Method: In general, to a stirred solution of 4-benzoyl-5-phenylamino-2,3-dihydrothiophene-2,3-dione
(1) (1.0 mmol) in THF/H2O (1:1) was added each of the amines (1.0 mmol) (piperazine and DABCO
0.5 mmol) at room temperature. The reaction mixture was then stirred for 3-6 h. The progress of the
reaction was monitored by TLC (eluent AcOEt/hexane 2:1). The resulting solid was separated by filtration
and was recrystallized from a suitable solvent to give 2a-n. The structures of 2a-n were deduced
from their elemental analyses and IR, 1H, 13C NMR spectroscopic and mass spectrometric data.

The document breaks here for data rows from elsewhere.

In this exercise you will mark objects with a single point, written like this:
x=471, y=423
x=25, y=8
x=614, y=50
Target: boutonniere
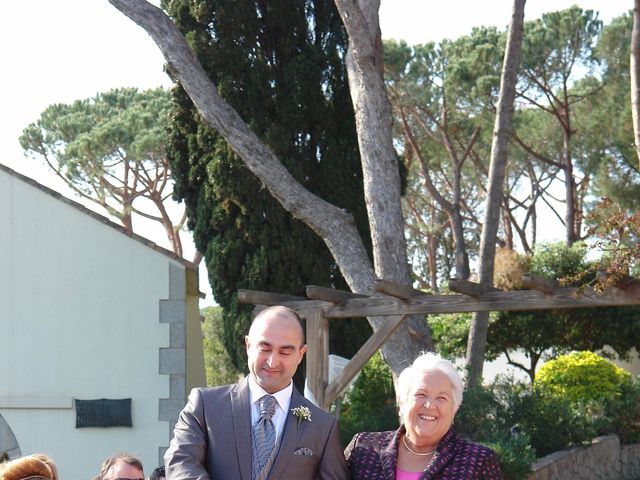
x=301, y=413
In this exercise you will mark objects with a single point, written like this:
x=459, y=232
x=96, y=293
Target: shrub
x=581, y=378
x=369, y=406
x=624, y=412
x=482, y=418
x=515, y=454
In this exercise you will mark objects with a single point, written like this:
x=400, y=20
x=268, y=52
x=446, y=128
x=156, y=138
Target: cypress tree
x=280, y=64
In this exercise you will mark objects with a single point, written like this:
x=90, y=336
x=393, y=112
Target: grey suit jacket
x=212, y=440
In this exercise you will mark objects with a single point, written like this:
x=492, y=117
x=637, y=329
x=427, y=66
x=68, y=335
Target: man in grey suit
x=260, y=428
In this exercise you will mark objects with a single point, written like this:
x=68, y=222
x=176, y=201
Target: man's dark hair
x=157, y=474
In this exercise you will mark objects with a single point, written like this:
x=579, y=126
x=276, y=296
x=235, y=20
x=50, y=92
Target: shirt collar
x=283, y=397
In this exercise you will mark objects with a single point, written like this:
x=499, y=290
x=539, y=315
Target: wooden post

Results: Reactions of 4-benzoyl-5-phenylamino-2,3-dihydrothiophene-2,3-dione (1) with primary aliphatic
amines, N,N′-dinucleophiles such as hydrazine and guanidine and secondary aliphatic amines under
mild conditions in THF/H2O (1:1) afforded the corresponding N-alkyl and N,N-dialkyl 3-N-phenylthiocarbamoyl-
2-butenamides (2a-g and 2h-j) and 1,4-bis(3-N-phenylthiocarbamoyl-2-butenoyl)piperazine
(2k). In addition, the reaction of 1 with tertiary aromatic and aliphatic amines in the same conditions
led to stable 1,4-diionic nitrogen betaines 2l-n. These showed the nucleophilic attacks of primary and
secondary aliphatic amines, N,N′-dinucleophiles and tertiary aromatic and aliphatic amines on
thioesteric carboxyl group (C-2) of the thiophene-2,3-dione ring (1), due to the extremely high reactivity
of the thioesteric carboxyl group.
Conclusion: In conclusion, we have described a convenient route for the synthesis of 3-N-phenylthiocarbamoyl-
2-butenamide derivatives (2a-n) from 4-benzoyl-5-phenylamino-2,3-dihydrothiophene-2,3-
dione (1) with primary and secondary aliphatic amines, N,N′-dinucleophiles and tertiary aromatic and
aliphatic amines in medium to good yields. The advantage of the present procedure is that the reaction
is performed in aqueous medium at room temperature by simple mixing of the starting materials.